Les infections cutanéomuqueuses à papillomavirus humains (Human Papillomavirus, HPV) sont très fréquentes; au niveau cutané elles induisent des lésions épithéliales bénignes , les verrues et au niveau des muqueuses, les condylomes.


Les verrues touchent 7 à 10% de la population générale avec un pic de fréquence entre 10 et 14 ans.


Aspects cliniques communs des verrues :

  • Verrues plantaires : Il existe 2 variétés anatomocliniques :
    • myrmécie (HPV1), la plus fréquente : verrue profonde, douloureuse à la pression, unique ou multiples ; circonscrite par un épais anneau kératosique recouvrant partiellement la région centrale dont la surface kératosique et papillomateuse est piquetée de points noirs (capillaires thrombosés)
    • verrues en mosaïque (HPV2), moins fréquentes (1/4 des verrues plantaires):verrues superficielles,  non douloureuses, en plaques kératosiques.
  • Verrues vulgaires communes (HPV2) :

Lésions exophytiques, surface hérissée de saillies villeuses kératosiques grisâtres, ± crevasses ; taille et nombre variables, parfois confluentes.

Localisées principalement sur la face dorsale des mains et des doigts ; plus rarement palmaires ou autre localisations cutanées.

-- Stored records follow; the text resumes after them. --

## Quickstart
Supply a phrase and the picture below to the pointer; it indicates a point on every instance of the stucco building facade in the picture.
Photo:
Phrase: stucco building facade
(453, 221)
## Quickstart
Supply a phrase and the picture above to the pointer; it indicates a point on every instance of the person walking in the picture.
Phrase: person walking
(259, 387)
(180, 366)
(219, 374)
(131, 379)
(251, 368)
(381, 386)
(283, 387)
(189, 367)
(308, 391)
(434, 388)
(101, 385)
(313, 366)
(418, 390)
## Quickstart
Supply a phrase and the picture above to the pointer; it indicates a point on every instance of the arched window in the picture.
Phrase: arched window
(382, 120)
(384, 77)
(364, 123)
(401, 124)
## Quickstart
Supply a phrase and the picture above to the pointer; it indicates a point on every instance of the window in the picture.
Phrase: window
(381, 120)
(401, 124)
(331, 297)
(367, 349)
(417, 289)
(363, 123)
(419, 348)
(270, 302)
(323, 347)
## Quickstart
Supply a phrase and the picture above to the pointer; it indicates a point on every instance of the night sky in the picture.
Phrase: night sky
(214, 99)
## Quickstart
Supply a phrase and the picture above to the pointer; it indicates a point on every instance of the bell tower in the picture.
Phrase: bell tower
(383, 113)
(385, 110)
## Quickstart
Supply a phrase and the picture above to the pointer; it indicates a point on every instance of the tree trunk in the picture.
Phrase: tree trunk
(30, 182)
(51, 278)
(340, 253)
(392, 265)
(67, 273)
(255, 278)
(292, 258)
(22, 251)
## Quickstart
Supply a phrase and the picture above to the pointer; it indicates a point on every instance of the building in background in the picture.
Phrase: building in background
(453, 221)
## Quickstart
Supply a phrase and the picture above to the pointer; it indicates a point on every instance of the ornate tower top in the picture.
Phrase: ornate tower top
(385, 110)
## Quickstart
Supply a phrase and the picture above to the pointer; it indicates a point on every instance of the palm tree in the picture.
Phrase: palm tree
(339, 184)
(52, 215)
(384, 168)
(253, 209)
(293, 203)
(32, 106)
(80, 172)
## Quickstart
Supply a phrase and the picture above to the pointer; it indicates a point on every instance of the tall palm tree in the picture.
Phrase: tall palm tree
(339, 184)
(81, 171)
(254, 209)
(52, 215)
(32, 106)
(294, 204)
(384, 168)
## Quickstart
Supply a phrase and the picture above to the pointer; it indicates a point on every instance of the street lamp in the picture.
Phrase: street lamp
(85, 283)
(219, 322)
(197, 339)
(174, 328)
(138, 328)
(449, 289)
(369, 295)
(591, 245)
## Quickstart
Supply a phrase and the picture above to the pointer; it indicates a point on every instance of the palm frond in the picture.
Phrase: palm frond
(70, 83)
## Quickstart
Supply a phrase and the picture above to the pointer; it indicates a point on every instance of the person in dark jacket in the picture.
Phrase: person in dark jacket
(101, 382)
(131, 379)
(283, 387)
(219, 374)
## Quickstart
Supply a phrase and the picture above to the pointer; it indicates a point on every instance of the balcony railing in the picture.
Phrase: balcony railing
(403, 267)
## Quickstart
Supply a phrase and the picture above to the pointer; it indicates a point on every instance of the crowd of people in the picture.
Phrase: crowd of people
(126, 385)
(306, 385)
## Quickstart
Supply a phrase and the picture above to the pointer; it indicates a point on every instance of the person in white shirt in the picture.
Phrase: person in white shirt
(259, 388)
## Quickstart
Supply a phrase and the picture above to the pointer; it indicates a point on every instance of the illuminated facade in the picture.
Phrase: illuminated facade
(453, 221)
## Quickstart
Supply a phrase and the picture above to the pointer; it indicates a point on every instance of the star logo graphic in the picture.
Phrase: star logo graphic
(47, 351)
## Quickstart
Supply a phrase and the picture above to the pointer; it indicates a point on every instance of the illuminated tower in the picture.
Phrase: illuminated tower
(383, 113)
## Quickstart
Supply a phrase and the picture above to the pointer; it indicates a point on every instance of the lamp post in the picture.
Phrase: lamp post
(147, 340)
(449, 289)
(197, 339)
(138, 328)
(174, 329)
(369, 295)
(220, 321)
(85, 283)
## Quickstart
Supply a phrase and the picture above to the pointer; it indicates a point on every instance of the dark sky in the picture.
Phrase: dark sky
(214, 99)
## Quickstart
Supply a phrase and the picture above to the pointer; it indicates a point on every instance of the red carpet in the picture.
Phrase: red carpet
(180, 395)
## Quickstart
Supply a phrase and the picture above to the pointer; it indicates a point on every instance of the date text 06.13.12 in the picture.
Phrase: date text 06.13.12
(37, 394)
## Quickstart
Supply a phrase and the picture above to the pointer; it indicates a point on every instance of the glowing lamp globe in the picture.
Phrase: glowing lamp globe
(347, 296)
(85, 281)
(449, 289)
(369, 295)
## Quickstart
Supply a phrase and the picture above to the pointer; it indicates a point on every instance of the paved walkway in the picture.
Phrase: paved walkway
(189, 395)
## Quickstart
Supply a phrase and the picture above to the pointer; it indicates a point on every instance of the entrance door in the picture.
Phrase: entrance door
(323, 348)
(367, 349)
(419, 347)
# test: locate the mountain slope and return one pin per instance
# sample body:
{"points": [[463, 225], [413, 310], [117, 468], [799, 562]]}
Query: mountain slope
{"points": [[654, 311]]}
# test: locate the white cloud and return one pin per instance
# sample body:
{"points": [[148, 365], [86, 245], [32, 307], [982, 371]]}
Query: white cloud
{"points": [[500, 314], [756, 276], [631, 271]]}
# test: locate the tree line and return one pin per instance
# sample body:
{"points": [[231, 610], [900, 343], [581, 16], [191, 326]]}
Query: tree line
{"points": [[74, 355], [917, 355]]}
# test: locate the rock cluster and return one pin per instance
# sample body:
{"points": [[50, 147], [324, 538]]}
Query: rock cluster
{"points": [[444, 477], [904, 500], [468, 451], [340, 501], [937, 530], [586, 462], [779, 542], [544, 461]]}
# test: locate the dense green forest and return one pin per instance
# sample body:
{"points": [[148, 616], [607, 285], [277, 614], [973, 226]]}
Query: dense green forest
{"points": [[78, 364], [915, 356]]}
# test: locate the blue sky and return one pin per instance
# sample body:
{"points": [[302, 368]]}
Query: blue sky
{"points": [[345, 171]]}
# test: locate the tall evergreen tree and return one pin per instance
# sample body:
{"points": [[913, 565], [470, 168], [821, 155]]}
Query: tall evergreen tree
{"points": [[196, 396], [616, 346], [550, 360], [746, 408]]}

  • Verrues planes communes (HPV3).

Petites papules à peine surélevées, jaunes ou chamois, à surface lisse ou finement mamelonnée.  Elles siègent avec prédilection sur le visage, sur le dos des mains et sur les membres ;

Régressent habituellement en moins de 2 ans mais parfois chroniques chez l’immunodéprimé.


Traitement des verrues :

  • Pas de traitement spécifique des infections à HPV.
  • Informer le patient de la bénignité de ces lésions, du risque de récidive élevé et de la régression des verrues le plus souvent spontanée ; Le traitement des verrues ne doit donc pas être agressif+++

•        Destruction (à la demande, au cas par cas, selon le vécu) chimique par kératolytiques (préparations à base d'acide salicylique avec protection de la peau saine périphérique) ou physique par cryothérapie par azote liquide.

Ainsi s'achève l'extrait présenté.